Metadata-Version: 2.4
Name: reddit-comment-harvester
Version: 0.1.3
Summary: Extract Reddit threads and comment trees for research and analysis
Author-email: Wiley <wiley@example.com>
License: MIT
Project-URL: Homepage, https://github.com/wlyastn/reddit-comment-harvester
Project-URL: Documentation, https://github.com/wlyastn/reddit-comment-harvester/blob/main/README.md
Project-URL: Repository, https://github.com/wlyastn/reddit-comment-harvester
Project-URL: Issues, https://github.com/wlyastn/reddit-comment-harvester/issues
Keywords: reddit,comments,research,data-analysis,scraper
Classifier: Development Status :: 3 - Alpha
Classifier: Intended Audience :: Developers
Classifier: Intended Audience :: Science/Research
Classifier: Programming Language :: Python :: 3
Classifier: Programming Language :: Python :: 3.9
Classifier: Programming Language :: Python :: 3.10
Classifier: Programming Language :: Python :: 3.11
Classifier: Programming Language :: Python :: 3.12
Classifier: Programming Language :: Python :: 3.13
Classifier: Topic :: Software Development :: Libraries :: Python Modules
Classifier: Topic :: Internet :: WWW/HTTP
Classifier: Topic :: Scientific/Engineering
Classifier: License :: OSI Approved :: MIT License
Requires-Python: >=3.9
Description-Content-Type: text/markdown
License-File: LICENSE
Requires-Dist: requests>=2.31.0
Dynamic: license-file

# Reddit Comment Harvester

Small Python utility for pulling Reddit threads (posts + comment trees) into structured Python objects or flat CSV for analysis.

Built for research workflows where you already have thread URLs and want repeatable exports of post metadata (title, subreddit, score) and comment data (authors, bodies, scores).

**Quick disclaimer:** You're responsible for complying with Reddit's Terms of Service and rate limits.
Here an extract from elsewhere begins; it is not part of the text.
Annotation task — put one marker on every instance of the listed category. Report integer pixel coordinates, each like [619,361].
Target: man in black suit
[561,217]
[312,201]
This tool adds optional randomized delays to reduce request bursts.

## Why This Exists

Many tools rely on Reddit's API (like PRAW), which requires authentication and limits access. This tool fetches public `.json` endpoints directly from Reddit, so you can:

- Extract threads without API registration
- Get full comment trees with metadata (authors, scores, timestamps)
- Export to CSV for analysis
- Access raw JSON for custom processing
- Add optional randomized delays to reduce request bursts

**What it doesn't do:** vote, post, access private/restricted communities, or authenticate with Reddit.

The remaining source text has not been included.